Just over 80 percent of marketers surveyed expect their digital marketing spend to increase in 2016, according to the latest RSW/US New Year Outlook Report. That’s an increase over the $60 billion spent last year on digital advertising. With this much of a financial investment at stake, it’s no wonder businesses are searching for a way to know which activities produce the most revenue, which are the most reliable profit producers, and which just waste your marketing team’s efforts.
Attribution is the key to understanding your money-makers, but tracking it has historically been difficult. How do you know what contributes to a site visitor’s decision to become a buyer instead of a window-shopper? How can you determine which content contributed the most to that decision? What were the greatest influences and friction points a customer faced along the sales pipeline, and can those be extrapolated to other leads along the buyer’s journey? Attribution gives us the answers, but only with the right technology.
First and Last – Simple Attribution
The simplest models of attribution are first-touch and last-touch attribution. In first-touch attribution, marketers make the assumption that the first contact point a lead has with a given company is the most influential. Last-touch attribution gives credit to the most recent impression. Marketers knew there were more influencing factors in the mix, but sorting them out wasn’t possible without more sophisticated tracking methods. Simpler models of attribution can still be useful as a snapshot of activity, but they aren’t typically the best indicators of where your marketing revenue comes from.
By themselves, first-touch and last-touch attribution models don’t tell a complete story; they’re just the “once upon a time” and “happily ever after” without any of the information between them. To know the rest of the story, you need multi-touch attribution.
Meaningful Multi-Touch Attribution
Potential buyers, especially in B2B contexts, draw on a huge range of information as they make buying decisions. They read content from various sources during fact-finding missions, compare products, and interact with the most promising candidates before choosing. Multi-touch attribution tracks the interest of these buyers by their behavior over time so each station along the buyer’s journey gets earmarked as a revenue producer or flagged as an inessential component of buying decisions.
The modern model of the sales pipeline is full of holes. Leads pour into it at all stages of sales readiness, and they exit it just as quickly to gather more information.
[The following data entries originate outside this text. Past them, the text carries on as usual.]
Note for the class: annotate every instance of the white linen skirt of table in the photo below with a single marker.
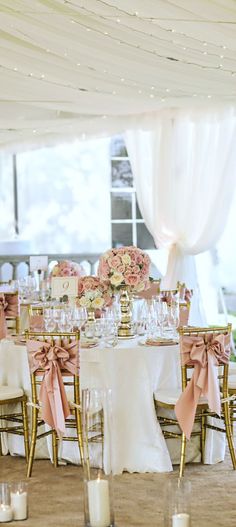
(133, 373)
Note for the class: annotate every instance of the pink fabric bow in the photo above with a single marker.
(52, 359)
(12, 308)
(36, 322)
(205, 357)
(3, 324)
(183, 314)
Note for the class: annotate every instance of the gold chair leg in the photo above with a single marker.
(79, 434)
(203, 436)
(25, 429)
(54, 449)
(182, 456)
(228, 429)
(33, 440)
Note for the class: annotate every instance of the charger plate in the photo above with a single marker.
(158, 342)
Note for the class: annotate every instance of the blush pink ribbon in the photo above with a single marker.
(183, 314)
(205, 357)
(53, 359)
(3, 324)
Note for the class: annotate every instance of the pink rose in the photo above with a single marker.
(114, 262)
(132, 279)
(66, 271)
(103, 269)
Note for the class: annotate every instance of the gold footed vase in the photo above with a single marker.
(90, 314)
(125, 327)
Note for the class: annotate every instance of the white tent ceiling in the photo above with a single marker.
(69, 67)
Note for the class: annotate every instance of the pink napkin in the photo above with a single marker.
(52, 359)
(205, 356)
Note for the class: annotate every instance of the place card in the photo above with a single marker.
(38, 263)
(66, 285)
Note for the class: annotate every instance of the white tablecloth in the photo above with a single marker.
(133, 373)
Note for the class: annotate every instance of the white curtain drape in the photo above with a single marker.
(185, 172)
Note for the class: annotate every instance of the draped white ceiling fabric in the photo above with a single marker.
(185, 174)
(69, 68)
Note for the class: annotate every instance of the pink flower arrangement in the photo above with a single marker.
(67, 268)
(126, 266)
(93, 294)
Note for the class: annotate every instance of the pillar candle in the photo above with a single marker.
(5, 513)
(98, 502)
(181, 520)
(19, 505)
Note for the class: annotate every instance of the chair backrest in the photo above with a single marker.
(184, 310)
(199, 339)
(12, 312)
(54, 364)
(35, 316)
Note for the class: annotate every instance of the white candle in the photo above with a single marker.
(181, 520)
(19, 505)
(98, 502)
(5, 513)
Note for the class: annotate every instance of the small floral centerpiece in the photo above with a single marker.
(125, 266)
(93, 294)
(67, 268)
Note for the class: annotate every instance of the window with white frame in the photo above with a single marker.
(127, 224)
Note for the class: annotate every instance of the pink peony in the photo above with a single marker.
(130, 262)
(114, 262)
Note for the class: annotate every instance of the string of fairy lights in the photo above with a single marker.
(135, 30)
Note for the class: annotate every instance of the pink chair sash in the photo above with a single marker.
(36, 323)
(3, 324)
(52, 359)
(183, 314)
(205, 356)
(12, 309)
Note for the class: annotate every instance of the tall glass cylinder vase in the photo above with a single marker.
(97, 445)
(177, 503)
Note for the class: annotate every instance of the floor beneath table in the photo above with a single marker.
(56, 495)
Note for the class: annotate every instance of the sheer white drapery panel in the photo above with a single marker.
(70, 68)
(185, 174)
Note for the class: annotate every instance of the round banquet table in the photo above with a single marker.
(133, 373)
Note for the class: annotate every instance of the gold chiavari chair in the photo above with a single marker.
(10, 396)
(215, 341)
(12, 312)
(43, 349)
(153, 290)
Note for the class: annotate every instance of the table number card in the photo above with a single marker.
(66, 285)
(38, 263)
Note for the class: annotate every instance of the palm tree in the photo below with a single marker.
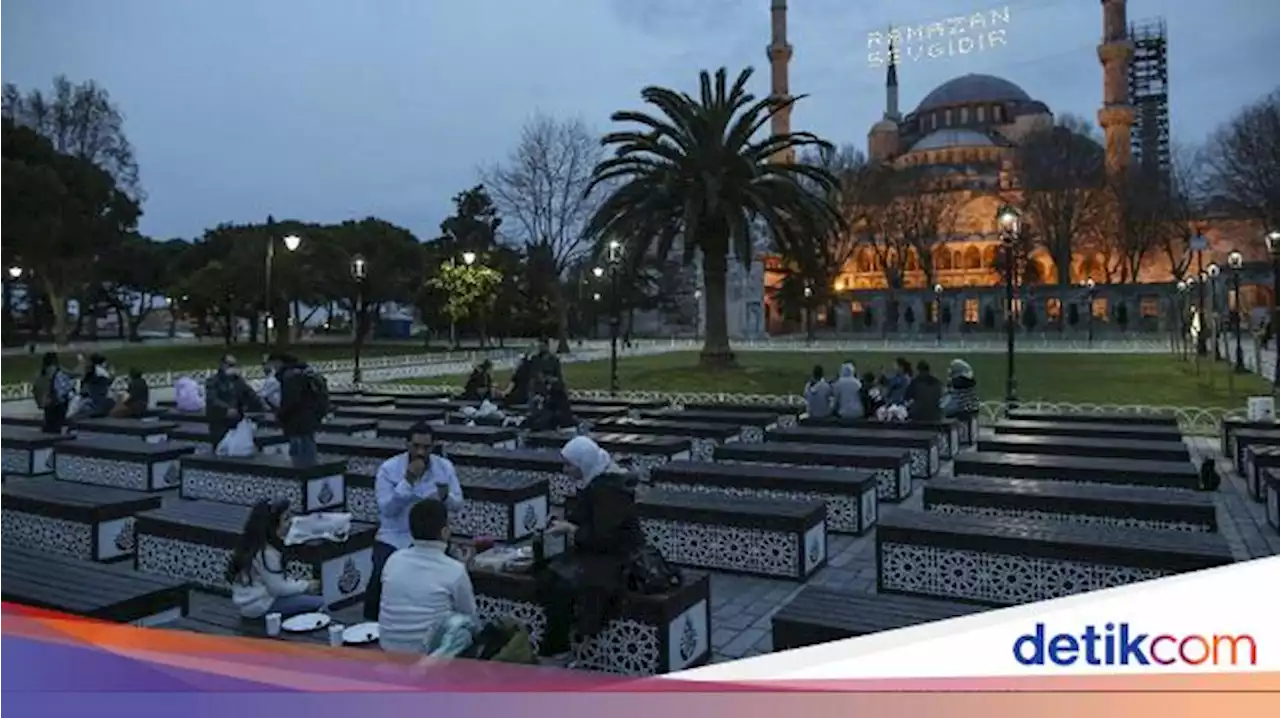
(698, 173)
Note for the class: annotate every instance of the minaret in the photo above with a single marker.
(780, 56)
(1116, 114)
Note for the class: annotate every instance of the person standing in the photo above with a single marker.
(53, 392)
(304, 406)
(420, 472)
(227, 399)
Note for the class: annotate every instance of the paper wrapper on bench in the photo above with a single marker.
(1262, 408)
(327, 526)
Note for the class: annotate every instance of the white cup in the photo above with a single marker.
(273, 625)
Marketing automation software is able to map this diffusion into and out of the pipeline to create a meaningful image of how people progress over time from browsing to fact-finding to comparisons to contacting sales. Time is a critical component of multi-touch attribution because it records every contact, not just the first and last, that a lead has with you. That knowledge not only informs how that lead’s decisions were made, but also how to weigh the real value of other marketing activities over time.
Attribution puts marketing expenditures into the larger context of revenue drivers, showing you and your marketing team where to focus your efforts and quantifying the value of your choices.